Let a, b, and c be the sides of a triangle.

Let p be perimeter of the triangle.

Let r be the radius of the largest circle that can be inscribed in the triangle, and let R be the radius of the circle through the vertices of the triangle.

Then all six numbers can be related in one equation:

2prR = abc.

That’s just wack, and I have no intuition on this sort of geometry problem. Math is weird. I can use dimensionality analysis to check that it’s not necessarily wrong, and I could work out a simple example with an equilateral triangle to check that it works for a special case, but I have no intuition that the formula would work in general.

I assume I could prove the above statement using brute-force Cartesian coordinates: label the points as (x,y)_i, i=1,2,3, then the perimeter is sqrt((x1-x2)^2 + (y1-y2)^2) + sqrt((x2-x3)^2 + (y2-y3)^2) + sqrt((x3-x1)^2 + (y3-y1)^2), and there’s gotta be formulas for the centers of the red and blue circles in the above picture, and then it will be easy enough to write the formulas for r and R, and then I’m guessing that if you multiply the factors and rearrange things in some way or another, it will all work out. Given that the statement is true, it has to work out, right?

I’m also guessing there’s some intuition to explain this, some clear derivation.

My point in posting this is not because I care very much about triangles. Rather, I just want to share with you how little understand I have of this area of math. When it comes to probability and statistics, I have a lot of intuition. Not that my intuition is always right, I just have some framework for thinking about probability and statistics problems, some combination of theoretical structures and thousands of examples that I’ve thought about and worked on over the years. With geometry I don’t have that.

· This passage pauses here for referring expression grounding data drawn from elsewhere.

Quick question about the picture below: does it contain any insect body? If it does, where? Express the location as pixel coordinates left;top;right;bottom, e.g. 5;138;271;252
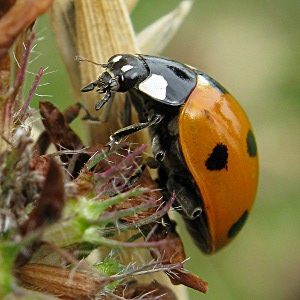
81;54;259;254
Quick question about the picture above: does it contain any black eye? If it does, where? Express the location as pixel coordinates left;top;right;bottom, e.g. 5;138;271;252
116;69;140;92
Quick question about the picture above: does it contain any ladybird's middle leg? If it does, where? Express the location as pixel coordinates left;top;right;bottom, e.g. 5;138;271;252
167;173;203;220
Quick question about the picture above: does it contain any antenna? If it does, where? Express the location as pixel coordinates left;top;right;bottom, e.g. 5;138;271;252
75;56;107;68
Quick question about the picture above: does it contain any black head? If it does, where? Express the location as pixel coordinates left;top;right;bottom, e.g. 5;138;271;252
81;54;149;110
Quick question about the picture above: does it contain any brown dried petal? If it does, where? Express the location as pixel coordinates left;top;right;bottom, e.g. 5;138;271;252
39;101;83;150
148;220;209;294
33;102;83;157
167;268;208;294
30;155;51;178
16;158;65;267
21;158;65;234
149;221;187;264
39;101;91;177
115;280;178;300
0;0;54;59
0;0;17;17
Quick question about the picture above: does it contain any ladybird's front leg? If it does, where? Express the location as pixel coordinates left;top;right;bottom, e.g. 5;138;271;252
122;94;132;127
107;114;164;148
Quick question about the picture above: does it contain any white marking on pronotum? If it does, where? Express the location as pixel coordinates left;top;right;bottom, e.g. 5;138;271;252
198;74;210;86
121;65;133;73
138;74;168;100
111;55;122;63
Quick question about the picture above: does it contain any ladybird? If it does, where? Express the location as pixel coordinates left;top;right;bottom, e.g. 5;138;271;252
81;54;259;254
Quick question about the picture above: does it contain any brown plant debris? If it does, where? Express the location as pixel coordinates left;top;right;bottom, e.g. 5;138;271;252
0;0;54;59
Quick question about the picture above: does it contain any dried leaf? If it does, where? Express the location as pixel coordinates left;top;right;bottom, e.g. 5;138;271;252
114;280;177;300
167;268;209;294
39;101;83;150
16;158;65;267
39;101;90;176
33;102;84;156
138;0;193;54
18;264;178;299
0;0;17;17
148;219;209;294
29;158;65;226
149;220;187;265
18;264;102;299
30;156;52;178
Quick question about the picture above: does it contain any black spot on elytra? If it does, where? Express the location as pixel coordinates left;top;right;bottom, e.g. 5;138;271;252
205;143;228;171
246;130;257;157
227;211;249;239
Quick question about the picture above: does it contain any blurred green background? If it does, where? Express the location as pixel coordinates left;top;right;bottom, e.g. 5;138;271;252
26;1;300;299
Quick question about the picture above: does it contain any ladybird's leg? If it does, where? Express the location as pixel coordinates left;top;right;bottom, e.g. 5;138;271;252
151;135;166;162
149;121;171;162
122;94;132;127
124;163;147;188
107;114;164;148
128;90;148;123
72;103;99;122
124;156;161;189
167;173;202;219
98;94;115;122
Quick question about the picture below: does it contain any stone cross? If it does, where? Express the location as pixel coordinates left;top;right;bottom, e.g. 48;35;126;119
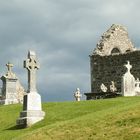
24;51;40;92
124;61;132;73
122;61;135;96
6;62;13;73
17;50;45;127
110;81;117;92
135;78;140;88
74;88;82;101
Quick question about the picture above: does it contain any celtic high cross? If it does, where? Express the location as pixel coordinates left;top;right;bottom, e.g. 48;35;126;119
24;51;40;93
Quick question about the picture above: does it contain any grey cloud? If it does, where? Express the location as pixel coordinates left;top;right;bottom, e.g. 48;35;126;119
0;0;140;101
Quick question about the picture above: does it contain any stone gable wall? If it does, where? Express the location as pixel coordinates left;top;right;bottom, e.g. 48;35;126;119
93;24;136;56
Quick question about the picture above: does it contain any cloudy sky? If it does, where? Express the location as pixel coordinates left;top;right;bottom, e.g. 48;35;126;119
0;0;140;102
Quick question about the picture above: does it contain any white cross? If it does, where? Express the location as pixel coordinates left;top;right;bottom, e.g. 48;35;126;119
124;61;132;73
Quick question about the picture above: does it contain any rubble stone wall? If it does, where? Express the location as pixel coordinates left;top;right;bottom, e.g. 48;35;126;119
90;50;140;93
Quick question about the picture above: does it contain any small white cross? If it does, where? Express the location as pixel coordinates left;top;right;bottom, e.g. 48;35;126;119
124;61;132;73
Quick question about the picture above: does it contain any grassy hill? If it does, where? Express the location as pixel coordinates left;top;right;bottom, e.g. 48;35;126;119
0;97;140;140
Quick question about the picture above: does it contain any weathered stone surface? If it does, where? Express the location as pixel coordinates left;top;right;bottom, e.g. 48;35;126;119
17;51;45;128
90;50;140;95
16;80;25;103
24;51;40;93
0;62;24;105
93;24;136;56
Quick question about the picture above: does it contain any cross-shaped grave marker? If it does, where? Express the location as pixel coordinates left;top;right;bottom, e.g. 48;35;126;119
24;51;40;92
6;62;13;73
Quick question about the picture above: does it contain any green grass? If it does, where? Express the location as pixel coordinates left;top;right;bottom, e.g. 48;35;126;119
0;97;140;140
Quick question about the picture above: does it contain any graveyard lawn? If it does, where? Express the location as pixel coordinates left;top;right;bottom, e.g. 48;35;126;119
0;97;140;140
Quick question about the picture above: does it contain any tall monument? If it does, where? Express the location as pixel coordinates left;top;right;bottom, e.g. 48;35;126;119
17;51;45;127
0;62;24;105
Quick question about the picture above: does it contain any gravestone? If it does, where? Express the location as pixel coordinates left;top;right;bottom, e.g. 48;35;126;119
122;61;135;96
135;78;140;95
0;62;24;105
110;81;117;93
17;51;45;127
100;83;107;92
74;88;82;101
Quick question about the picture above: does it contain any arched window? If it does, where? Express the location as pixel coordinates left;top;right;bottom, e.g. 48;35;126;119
111;48;120;55
126;49;130;53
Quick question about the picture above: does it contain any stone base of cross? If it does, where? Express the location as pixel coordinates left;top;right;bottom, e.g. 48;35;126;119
17;92;45;127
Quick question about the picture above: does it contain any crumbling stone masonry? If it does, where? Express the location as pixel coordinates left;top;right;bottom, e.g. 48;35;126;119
85;24;140;100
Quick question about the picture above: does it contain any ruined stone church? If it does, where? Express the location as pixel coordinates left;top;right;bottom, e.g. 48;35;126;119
85;24;140;100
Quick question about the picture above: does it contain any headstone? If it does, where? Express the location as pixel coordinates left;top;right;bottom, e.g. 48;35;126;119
122;61;135;96
74;88;82;101
135;78;140;95
110;81;117;92
0;62;24;105
100;83;107;92
17;51;45;127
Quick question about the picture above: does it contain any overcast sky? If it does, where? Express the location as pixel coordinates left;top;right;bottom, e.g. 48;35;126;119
0;0;140;102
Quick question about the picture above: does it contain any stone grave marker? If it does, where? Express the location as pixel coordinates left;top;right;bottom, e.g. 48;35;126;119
0;62;24;105
135;78;140;95
122;61;135;96
17;51;45;127
74;88;82;101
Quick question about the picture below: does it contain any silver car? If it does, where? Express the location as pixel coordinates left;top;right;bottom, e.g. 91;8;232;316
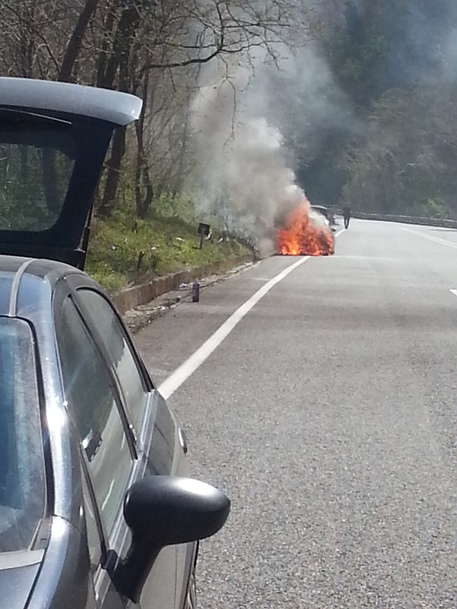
0;77;230;609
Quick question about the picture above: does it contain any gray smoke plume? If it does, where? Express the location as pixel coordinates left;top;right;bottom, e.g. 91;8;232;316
189;42;355;251
189;1;457;234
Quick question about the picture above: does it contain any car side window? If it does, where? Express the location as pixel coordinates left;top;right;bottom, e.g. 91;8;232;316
76;289;148;436
57;297;134;535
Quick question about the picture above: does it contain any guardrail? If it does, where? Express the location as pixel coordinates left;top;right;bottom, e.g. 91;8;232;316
334;210;457;229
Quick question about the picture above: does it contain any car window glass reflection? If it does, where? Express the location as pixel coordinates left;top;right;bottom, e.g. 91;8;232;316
78;290;147;434
0;318;46;553
0;125;76;232
58;298;133;534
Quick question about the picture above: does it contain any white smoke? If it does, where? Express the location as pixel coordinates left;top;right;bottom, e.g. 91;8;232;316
189;43;352;251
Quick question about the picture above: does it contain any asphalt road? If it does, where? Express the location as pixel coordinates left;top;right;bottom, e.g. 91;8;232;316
135;219;457;608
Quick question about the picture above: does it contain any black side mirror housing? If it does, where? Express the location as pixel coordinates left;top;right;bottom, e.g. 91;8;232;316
111;476;230;603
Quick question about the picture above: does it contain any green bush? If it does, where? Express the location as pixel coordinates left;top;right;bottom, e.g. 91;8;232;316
85;196;250;293
418;198;449;220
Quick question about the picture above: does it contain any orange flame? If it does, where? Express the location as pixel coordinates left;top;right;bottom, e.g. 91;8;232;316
277;202;334;256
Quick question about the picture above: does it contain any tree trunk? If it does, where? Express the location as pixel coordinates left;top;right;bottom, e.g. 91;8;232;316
134;70;154;219
97;5;139;89
171;107;191;198
96;1;117;87
58;0;100;82
97;128;126;218
97;4;141;217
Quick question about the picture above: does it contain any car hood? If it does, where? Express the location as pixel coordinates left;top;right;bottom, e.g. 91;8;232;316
0;551;43;609
0;78;142;268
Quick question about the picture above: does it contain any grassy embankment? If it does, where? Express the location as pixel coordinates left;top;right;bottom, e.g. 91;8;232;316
85;194;252;294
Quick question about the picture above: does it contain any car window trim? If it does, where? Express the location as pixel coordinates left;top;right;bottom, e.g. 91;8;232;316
72;286;151;447
70;288;140;452
56;288;138;461
72;291;138;459
76;286;152;389
64;273;154;390
27;317;54;547
78;443;108;556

This episode gives me some intuition as to how students can often show so little insight into probability and statistics. The students know these topics are important; they just don’t have the experience and modes of thought that can navigate them through the big picture.

Experts (which I am in probability and statistics, but not in geometry, number theory, etc.) can see for miles; non-experts are walking around in the tall grass and can’t see past their next step.